Page:Xénophon - Œuvres complètes, éd. Talbot, tome 1.djvu/317

La bibliothèque libre.
Le texte de cette page a été corrigé et est conforme au fac-similé.



CHAPITRE II.


La tyrannie est une brillante misère[1].


À ces mots, Simonide reprit : « Mais c’est peu de chose, selon moi, que ce que tu dis là. Je vois, pour ma part, des gens fort considérés, qui savent d’eux-mêmes se retrancher sur le boire, le manger, la bonne, chère et s’abstenir même des plaisirs amoureux. Mais voici en quoi vous l’emportez de beaucoup sur les particuliers ; vous formez de grands projets et vous les exécutez vite, vous avez tout en abondance, vous vous procurez les meilleurs chevaux, les plus belles armes, les plus riches parures pour vos femmes, les palais les plus magnifiques, ornés des meubles les plus précieux ; vous avez des serviteurs distingués par leur nombre et leur intelligence ; enfin, vous êtes plus que personne en état de faire du mal à vos ennemis et du bien à vos amis. — Oui, reprit Hiéron ; que le gros des hommes, Simonide, se laisse tromper par les dehors de la tyrannie, je ne m’en étonne pas ; car c’est surtout par les yeux que la foule me paraît juger du bonheur et de la misère des autres.
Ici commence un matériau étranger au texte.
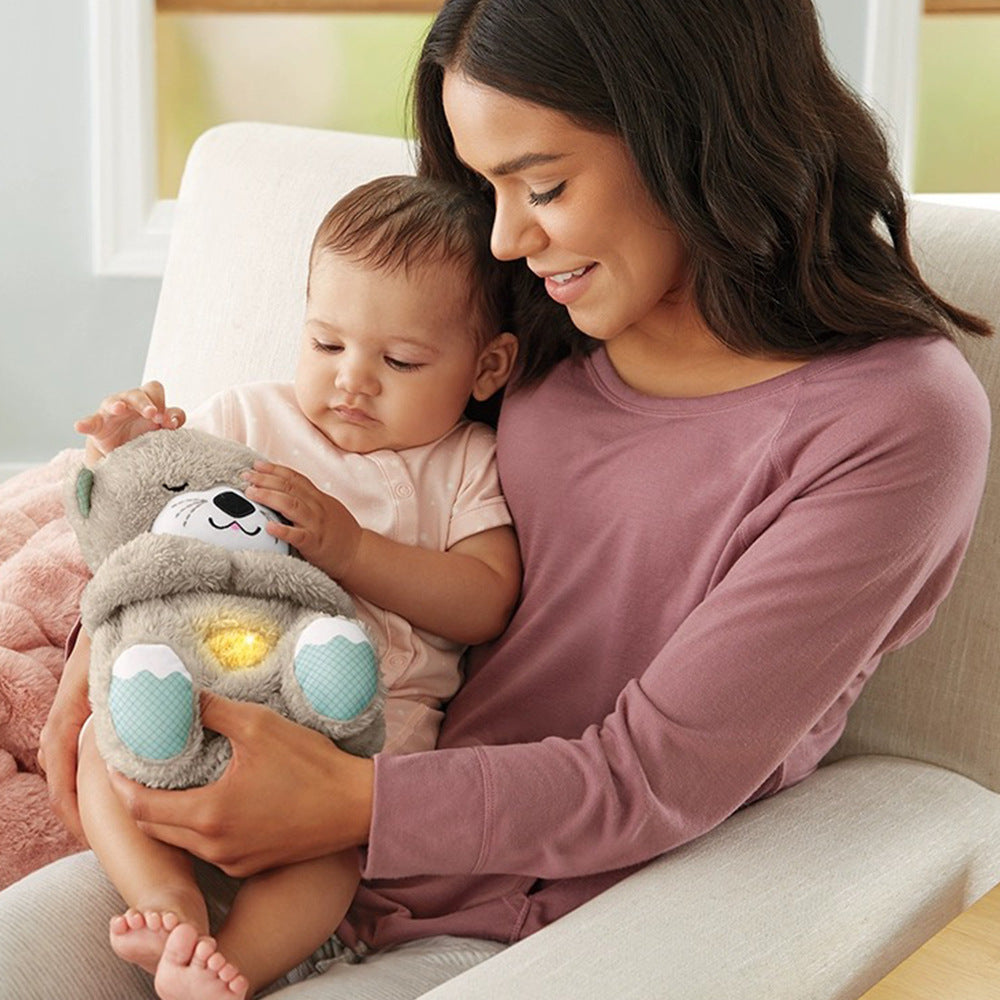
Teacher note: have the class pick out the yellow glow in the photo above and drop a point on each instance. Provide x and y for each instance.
(238, 648)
Or, la tyrannie étale à tous les regards des biens qui semblent d’un grand prix, elle en fait montre et parade ; tandis que les tyrans enferment leurs peines au fond de leur âme, où réside, en effet, le bonheur ou le malheur des hommes. Que ce soit donc là, comme je l’ai dit, un mystère pour la foule, je n’en suis pas surpris. Mais que vous l’ignoriez, vous qui semblez voir plus clairement les objets par les yeux de l’esprit que par ceux du corps, c’est ce qui me paraît extraordinaire. Pour moi, l’expérience m’a prouvé, Simonide, et je te le dis, que les tyrans ont la moindre portion des plus grands biens et la plus large part des plus grands maux. Par exemple, si la paix est un grand bien pour les hommes, les tyrans en jouissent peu ; et si la guerre est un grand mal, c’est sur eux qu’elle pèse. Les particuliers, à moins que leur pays tout entier ne soit en guerre,

  1. On peut comparer avec ce chapitre et avec les suivants quelques traités ou dialogues, dans lesquels Lucien n’a pas ménagé la tyrannie et les tyrans, notamment la Traversée, le Tyrannicide, le Songe ou le Coq, le Navire ou les Souhaits. — Cf. pour la défense de la tyrannie, le second Phalaris du même auteur.